Brasão da família Bezerra de Menezes
Alguns autores insistem, erroneamente, em atribuir ao Padre Cícero Romão Batista a fundação de Juazeiro do Norte. Pelas informações abaixo concluímos que foi o Brigadeiro Leandro Bezerra Monteiro, outro cratense, o verdadeiro fundador do núcleo primitivo, origem da atual Juazeiro do Norte, incluída hoje entre as 100 maiores cidades do Brasil. Podemos afirmar, com toda segurança, que Juazeiro do Norte – hoje conhecido no Brasil e no exterior, graças à figura do Padre Cícero Romão Batista – teve seu início como fruto da devoção à Nossa Senhora das Dores. Pois, a exemplo da maioria das cidades brasileiras de antanho, Juazeiro do Norte também nasceu em torno de um templo católico. A escritora e historiadora Amália Xavier de Oliveira, na plaquete “Conheça o Cariri”, assim descreveu os primórdios desta cidade:
"Os terrenos onde foi fundada a grande cidade que é hoje Juazeiro do Norte pertenciam a um cidadão chamado Leandro Bezerra Monteiro, militante do Exército Nacional, no qual tinha o posto de Brigadeiro. Estes terrenos constituíam uma imensa planície coberta de pastagens férteis e abundantes. Árvores de grande porte formavam densas matas. O proprietário, o Brigadeiro, era possuidor de muitas terras na região; residia no sítio Moquém, perto de Crato, onde tinha um engenho de fabricar rapadura. Para fazer sua criação de gado, escolheu os terrenos que iam em direção da Serra de São Pedro, hoje Caririaçu".

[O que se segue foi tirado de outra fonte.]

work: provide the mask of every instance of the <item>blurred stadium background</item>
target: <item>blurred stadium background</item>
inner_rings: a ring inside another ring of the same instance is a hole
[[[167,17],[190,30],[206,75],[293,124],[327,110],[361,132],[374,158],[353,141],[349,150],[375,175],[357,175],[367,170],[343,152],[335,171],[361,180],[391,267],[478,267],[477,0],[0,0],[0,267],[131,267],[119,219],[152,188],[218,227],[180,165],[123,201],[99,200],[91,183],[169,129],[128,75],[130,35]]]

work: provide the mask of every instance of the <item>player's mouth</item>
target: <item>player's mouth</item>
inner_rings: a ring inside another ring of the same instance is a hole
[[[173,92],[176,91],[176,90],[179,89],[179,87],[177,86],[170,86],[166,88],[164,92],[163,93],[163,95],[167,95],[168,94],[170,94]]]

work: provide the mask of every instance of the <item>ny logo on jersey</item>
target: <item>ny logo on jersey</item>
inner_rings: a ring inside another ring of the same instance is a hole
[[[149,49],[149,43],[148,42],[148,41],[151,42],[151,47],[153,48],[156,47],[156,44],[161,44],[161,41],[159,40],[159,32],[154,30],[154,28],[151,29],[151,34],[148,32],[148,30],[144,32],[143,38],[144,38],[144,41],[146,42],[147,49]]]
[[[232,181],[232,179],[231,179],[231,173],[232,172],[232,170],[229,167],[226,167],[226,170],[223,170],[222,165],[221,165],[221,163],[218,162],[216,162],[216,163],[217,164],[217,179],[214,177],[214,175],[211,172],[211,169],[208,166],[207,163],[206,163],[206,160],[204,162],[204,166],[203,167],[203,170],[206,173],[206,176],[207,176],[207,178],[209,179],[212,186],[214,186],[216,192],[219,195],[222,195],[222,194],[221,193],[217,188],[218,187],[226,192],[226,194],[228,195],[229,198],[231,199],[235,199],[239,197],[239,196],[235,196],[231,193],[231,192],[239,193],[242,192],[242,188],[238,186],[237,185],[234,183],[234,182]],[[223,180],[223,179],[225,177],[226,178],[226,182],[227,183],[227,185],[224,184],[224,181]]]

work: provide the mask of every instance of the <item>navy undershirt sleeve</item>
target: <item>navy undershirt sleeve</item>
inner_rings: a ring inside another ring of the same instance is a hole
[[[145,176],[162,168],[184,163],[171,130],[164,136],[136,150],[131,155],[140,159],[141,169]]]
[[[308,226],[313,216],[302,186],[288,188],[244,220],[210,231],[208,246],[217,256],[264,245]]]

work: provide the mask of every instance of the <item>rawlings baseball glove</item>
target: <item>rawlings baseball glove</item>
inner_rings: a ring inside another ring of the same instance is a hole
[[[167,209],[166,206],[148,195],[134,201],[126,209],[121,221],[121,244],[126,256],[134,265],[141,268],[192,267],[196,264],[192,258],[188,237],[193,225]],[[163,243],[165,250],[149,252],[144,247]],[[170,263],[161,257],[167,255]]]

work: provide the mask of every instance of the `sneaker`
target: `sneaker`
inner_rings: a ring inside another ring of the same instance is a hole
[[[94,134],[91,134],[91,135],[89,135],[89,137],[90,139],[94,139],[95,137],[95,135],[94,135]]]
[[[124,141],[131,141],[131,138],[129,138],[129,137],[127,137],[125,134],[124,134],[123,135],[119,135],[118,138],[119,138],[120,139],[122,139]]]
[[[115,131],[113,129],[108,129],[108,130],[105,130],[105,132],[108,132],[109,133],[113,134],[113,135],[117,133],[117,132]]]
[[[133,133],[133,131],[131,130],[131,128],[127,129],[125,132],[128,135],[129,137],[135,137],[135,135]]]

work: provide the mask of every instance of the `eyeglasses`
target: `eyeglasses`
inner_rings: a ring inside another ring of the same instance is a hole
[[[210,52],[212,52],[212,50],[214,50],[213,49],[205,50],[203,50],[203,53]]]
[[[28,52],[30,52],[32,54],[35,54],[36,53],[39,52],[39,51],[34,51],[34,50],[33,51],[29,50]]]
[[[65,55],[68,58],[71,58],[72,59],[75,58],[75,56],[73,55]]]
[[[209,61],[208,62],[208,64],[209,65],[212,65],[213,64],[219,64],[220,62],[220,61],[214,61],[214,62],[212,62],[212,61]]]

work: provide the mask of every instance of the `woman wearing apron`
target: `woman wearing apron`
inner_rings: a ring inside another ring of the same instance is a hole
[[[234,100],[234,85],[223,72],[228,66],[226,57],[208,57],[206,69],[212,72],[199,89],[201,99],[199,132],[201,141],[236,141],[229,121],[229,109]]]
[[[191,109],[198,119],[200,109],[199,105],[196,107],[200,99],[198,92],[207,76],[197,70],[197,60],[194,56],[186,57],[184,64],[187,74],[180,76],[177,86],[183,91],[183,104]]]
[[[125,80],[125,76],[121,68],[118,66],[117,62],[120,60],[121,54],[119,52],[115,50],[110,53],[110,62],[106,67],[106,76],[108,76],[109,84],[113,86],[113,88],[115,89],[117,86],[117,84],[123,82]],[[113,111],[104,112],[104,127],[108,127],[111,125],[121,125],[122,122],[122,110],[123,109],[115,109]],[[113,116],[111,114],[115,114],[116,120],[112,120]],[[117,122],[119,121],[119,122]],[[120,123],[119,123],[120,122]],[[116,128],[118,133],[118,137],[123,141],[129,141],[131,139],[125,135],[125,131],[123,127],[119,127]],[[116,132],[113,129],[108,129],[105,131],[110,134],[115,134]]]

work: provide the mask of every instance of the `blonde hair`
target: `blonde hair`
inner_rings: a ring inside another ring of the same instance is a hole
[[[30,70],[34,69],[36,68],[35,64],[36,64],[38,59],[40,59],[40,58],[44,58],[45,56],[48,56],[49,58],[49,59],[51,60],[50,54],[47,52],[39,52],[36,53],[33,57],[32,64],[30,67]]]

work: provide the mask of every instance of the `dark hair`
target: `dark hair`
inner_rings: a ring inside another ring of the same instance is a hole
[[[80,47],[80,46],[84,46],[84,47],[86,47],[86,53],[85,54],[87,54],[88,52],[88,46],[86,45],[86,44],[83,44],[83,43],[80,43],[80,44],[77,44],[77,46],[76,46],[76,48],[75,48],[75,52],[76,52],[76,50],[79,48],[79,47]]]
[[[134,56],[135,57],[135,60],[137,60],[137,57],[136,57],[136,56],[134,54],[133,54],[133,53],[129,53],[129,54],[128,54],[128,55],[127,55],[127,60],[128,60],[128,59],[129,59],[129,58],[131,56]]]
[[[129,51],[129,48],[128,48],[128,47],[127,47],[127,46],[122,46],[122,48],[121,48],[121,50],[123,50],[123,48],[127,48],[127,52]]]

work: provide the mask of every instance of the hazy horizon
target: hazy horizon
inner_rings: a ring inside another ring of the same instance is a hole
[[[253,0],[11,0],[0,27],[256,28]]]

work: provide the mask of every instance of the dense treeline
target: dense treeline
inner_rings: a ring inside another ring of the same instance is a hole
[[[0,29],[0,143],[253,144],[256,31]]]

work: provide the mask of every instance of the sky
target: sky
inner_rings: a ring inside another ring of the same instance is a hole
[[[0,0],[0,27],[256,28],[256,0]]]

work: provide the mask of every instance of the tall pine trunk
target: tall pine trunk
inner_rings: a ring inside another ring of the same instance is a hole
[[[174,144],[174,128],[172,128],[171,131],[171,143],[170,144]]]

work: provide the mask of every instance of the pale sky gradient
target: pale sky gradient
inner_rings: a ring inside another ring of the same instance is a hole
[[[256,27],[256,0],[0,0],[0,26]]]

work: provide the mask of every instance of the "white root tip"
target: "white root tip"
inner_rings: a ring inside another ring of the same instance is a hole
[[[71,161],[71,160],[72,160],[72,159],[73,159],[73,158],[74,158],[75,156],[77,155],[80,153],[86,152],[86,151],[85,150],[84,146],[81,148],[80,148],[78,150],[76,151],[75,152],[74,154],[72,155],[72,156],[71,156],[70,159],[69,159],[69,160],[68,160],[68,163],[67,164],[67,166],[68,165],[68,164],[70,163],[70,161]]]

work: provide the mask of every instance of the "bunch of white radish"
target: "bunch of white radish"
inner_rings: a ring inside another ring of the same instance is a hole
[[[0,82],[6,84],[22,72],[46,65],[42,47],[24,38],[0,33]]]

"Havia, naquela planície, uma ligeira elevação do terreno perto da serra Catolé, às margens do Rio Salgadinho. Ali, o Brigadeiro construiu a casa da fazenda, que recebeu o nome de Tabuleiro Grande. Ao redor da Casa Grande da fazenda, os escravos foram construindo suas casas; vizinho a casa, construiu um aviamento para fabricação de farinha de mandioca, de que havia grande cultura nos tabuleiros. Entre as árvores que circundavam o aglomerado de casas dos escravos, havia 3 juazeiros frondosos, de copas quase unidas, formando uma sombra acolhedora. Ali, os transeuntes que viajavam de Missão Velha, Barbalha, São Pedro, indo para a feira do Crato procuravam abrigar-se. E combinavam: “Vamos botar abaixo (tirar as cargas para repouso) lá nos juazeiros”. Daí a corruptela: vamos descansar no Juazeiro”.
(Amália Xavier de Oliveira, na “plaquete” acima mencionada).